Yup… in the span of me starting this response I see it’s already headed down this standard path.

sailforlife: from all these online discussions I’ve gleamed that insurance (neither hull nor liability) is legally required in Canada or the USA. It appears to be legally mandated in many European nations, but I’ve seen lots of conflicting info on that as well. But here, not legally required. However many marinas do require liability, although that too seems quite variable.

In my own case I have never, ever been asked to produce proof of insurance to dock temporarily at a marina (transient dockage). My previous two yacht clubs did require it though. My current club only “suggests” having insurance, but this is in Newfoundland where there is still a high level of inter-personal trust.


----------



## chef2sail (Nov 27, 2007)

It's relatively cheap compared to the consequences

We were side struck by lightning 7 years ago

All electronics and engine panel toast. $23,000. 
Insurance covered all but $500

Also injuries,. If someone slips and falls on the boat on an outing. Injury suit could be $100'000

Almost all marinaschere require it if you have a leased slip


----------



## Minnewaska (Feb 21, 2010)

There can be a firestorm of a debate over how likely one is to suffer a loss. I've had two notably one's in my boating career. One was weather related, on the other, we were hit while asleep at 4am on a mooring. I've known countless friends with weather and lightening claims and one with a liability claim.

As with all insurance, if you can afford the loss and don't mind taking the risk, you can self-insure. If you don't have the resources to pay the liability and plan to take your chances or leave the injured party hanging, that's going to get some serious pushback.


----------



## capecodda (Oct 6, 2009)

We had someone in our neighborhood with a wreck of a boat, no engine, no insurance cause lots of trouble. The boat was anchored in a crowded bay right in the middle of a mooring field bumping into moored boats. Then it slipped anchor (was anchored on 1:1 scope), and smashed into some docks and wrecked them. Then it ended up aground on a local beach, abandoned there, not worth salvage value. Then the harbor master removed it, at our collective costs.

Personally, I don't care if you have insurance or not, as long as you clean up after yourself. That means fix other peoples stuff if you break it, clean up any oil spills, and dispose of your boat appropriately and responsibly if you decide you don't want it anymore. Don't leave it on our beaches.

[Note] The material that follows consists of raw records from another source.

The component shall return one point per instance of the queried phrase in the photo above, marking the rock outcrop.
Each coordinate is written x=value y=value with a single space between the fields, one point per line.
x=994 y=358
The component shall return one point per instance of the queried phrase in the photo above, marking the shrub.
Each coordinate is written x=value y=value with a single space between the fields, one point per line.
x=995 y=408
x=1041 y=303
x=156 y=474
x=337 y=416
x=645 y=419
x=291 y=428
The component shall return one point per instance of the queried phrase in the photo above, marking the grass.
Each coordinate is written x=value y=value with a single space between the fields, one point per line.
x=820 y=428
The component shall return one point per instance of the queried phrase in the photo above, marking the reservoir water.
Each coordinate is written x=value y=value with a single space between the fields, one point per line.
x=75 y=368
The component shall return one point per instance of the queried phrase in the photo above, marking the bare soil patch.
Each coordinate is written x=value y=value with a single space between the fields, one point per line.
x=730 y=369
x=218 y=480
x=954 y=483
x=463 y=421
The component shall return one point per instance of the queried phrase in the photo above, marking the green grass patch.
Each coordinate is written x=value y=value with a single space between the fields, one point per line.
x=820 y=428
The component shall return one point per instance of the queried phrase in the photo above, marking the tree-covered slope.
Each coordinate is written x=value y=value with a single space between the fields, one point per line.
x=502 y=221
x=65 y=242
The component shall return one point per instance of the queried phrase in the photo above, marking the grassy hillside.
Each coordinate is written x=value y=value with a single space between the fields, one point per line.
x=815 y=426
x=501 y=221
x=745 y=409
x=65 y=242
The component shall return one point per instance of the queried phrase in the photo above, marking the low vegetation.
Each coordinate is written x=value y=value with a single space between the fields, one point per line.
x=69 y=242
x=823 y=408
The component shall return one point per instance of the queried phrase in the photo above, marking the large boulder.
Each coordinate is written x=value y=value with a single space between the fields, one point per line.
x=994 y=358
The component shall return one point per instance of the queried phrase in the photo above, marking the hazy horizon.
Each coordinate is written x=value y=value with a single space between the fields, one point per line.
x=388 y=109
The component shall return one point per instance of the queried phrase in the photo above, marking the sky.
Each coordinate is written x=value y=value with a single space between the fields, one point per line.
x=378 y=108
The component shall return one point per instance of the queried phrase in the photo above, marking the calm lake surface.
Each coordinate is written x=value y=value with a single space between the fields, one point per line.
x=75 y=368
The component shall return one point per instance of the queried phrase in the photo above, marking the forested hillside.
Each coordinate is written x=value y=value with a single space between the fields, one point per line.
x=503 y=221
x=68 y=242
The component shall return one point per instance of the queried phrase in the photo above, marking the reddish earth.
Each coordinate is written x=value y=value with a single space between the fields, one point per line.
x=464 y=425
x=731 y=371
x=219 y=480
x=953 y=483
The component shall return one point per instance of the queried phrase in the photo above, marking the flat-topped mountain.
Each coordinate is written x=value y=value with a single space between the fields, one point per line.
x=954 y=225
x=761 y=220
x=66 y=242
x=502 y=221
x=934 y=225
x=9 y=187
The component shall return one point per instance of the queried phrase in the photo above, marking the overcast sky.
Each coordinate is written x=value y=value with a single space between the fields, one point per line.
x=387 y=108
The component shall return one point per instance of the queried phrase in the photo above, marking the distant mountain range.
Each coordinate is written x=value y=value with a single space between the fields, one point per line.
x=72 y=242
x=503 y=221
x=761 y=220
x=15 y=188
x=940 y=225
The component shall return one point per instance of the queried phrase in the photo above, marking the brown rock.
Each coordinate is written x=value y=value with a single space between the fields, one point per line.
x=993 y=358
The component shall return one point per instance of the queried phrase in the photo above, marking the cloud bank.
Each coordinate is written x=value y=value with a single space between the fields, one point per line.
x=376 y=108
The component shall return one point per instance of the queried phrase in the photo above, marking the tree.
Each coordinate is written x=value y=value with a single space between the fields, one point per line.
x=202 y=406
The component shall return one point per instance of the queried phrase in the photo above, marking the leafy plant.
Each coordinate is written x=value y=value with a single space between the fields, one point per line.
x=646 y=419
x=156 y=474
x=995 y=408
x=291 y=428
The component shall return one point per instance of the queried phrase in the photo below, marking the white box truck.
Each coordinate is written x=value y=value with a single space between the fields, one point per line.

I am not saying in any way you'd do any of this, but it is stuff like this that gets people mad on these threads. The problem is, some people without insurance assume no responsibility for their actions. Your risk, your loss, fine. Your risk, our loss...that's another matter.


----------



## Ajax_MD (Nov 24, 2009)

sailforlife-

I've you've paid any attention at all to the two kids who ran aground and broke up their boat down there in Florida, you can see how they are on the hook for salvaging their wreck. If they had liability insurance, it would be a non-issue. They had no insurance and so they're panhandling to raise the money to clean up the wreck. They may end up on the hook for environmental damage.

Liability insurance is cheap. Be responsible, protect yourself and those around you. It's the bare minimum.


----------



## TwoWhln (Feb 26, 2018)

RegisteredUser said:


> I, too, hate insurance...as it is now.


It's not just boat insurance. I have 100 acres in Alabama. No homes on the land, only a large secured garage. I have 3 ATVs stored in the garage, which I do not insure. I made the mistake of telling the insurance company about them, and they charge me $700 per year for liability on those vehicles. Should someone break in, steal them, and get hurt riding them on my property I could get sued.

Really???!!! I am shopping for different insurance.


----------



## Ajax_MD (Nov 24, 2009)

TwoWhln said:


> It's not just boat insurance. I have 100 acres in Alabama. No homes on the land, only a large secured garage. I have 3 ATVs stored in the garage, which I do not insure. I made the mistake of telling the insurance company about them, and they charge me $700 per year for liability on those vehicles. Should someone break in, steal them, and get hurt riding them on my property I could get sued.
> 
> Really???!!! I am shopping for different insurance.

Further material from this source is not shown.